A glass prism can split sunlight into a spectrum of all the colours of the rainbow. Optical spectroscopy is the study of this phenomenon: the diffraction of visible light by a prism. Due to the enormous development of spectroscopy during the 19th century we know today what the sun and other stars are made of, and how atoms are constructed.
In 1814 the German optician Joseph von Fraunhofer constructed an instrument to measure the diffraction of light when it passes through glass – the spectroscope. He observed the presence of dark lines in the diffracted sunlight and eventually identified almost 600 of these so-called spectral lines.
Researchers soon discovered that there are spectral lines in light coming from other sources, not just in sunlight, and that these lines have different characteristics.

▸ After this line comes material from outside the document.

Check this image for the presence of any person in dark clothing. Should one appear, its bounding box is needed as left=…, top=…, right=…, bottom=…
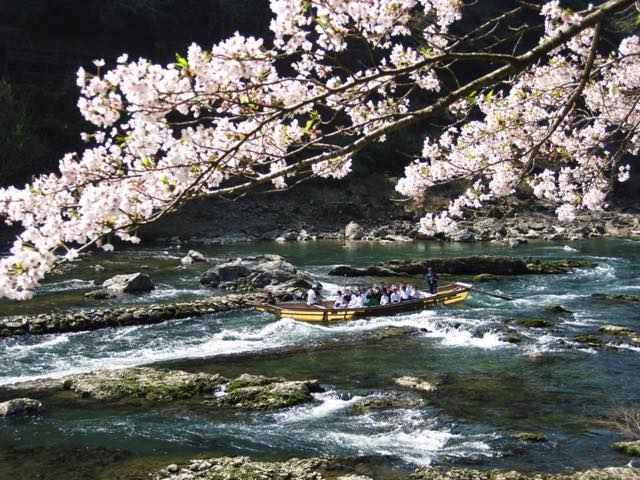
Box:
left=424, top=267, right=438, bottom=295
left=265, top=292, right=276, bottom=305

The sun’s atmosphere can be investigated
The German researchers Gustav Kirchoff and Robert Bunsen were able to show that different spectral lines are associated with different elements. An element not only emits, but also absorbs, light with a particular wavelength. It is thus possible to identify the elements in a solid or gas, just by analysing its spectrum.
This technique was used by Anders Ångström in 1862 to determine that the sun’s atmosphere is composed of hydrogen and several other elements. He also published a solar atlas, a detailed survey of the sun’s spectrum.
At the end of the nineteenth century researchers made spectroscopic analyses of light from many different sources, ranging from elements in laboratory test tubes to far-distant stars.
Joseph von Fraunhofer (1787–1826) constructs the first spectroscope and discovers spectral lines.
Léon Focault (1819–1868) and Anders Ångström discover, independently of each other, that elements both emit and absorb light of the same wavelength.
Gustav Kirchoff (1824–1887) and Robert Bunsen (1811–1899) demostrate that each element has characteristic spectral lines.
Anders Ångström (1814–1874) conducts a detailed survey of the solar spectrum, Recherches sur le spectre solaire.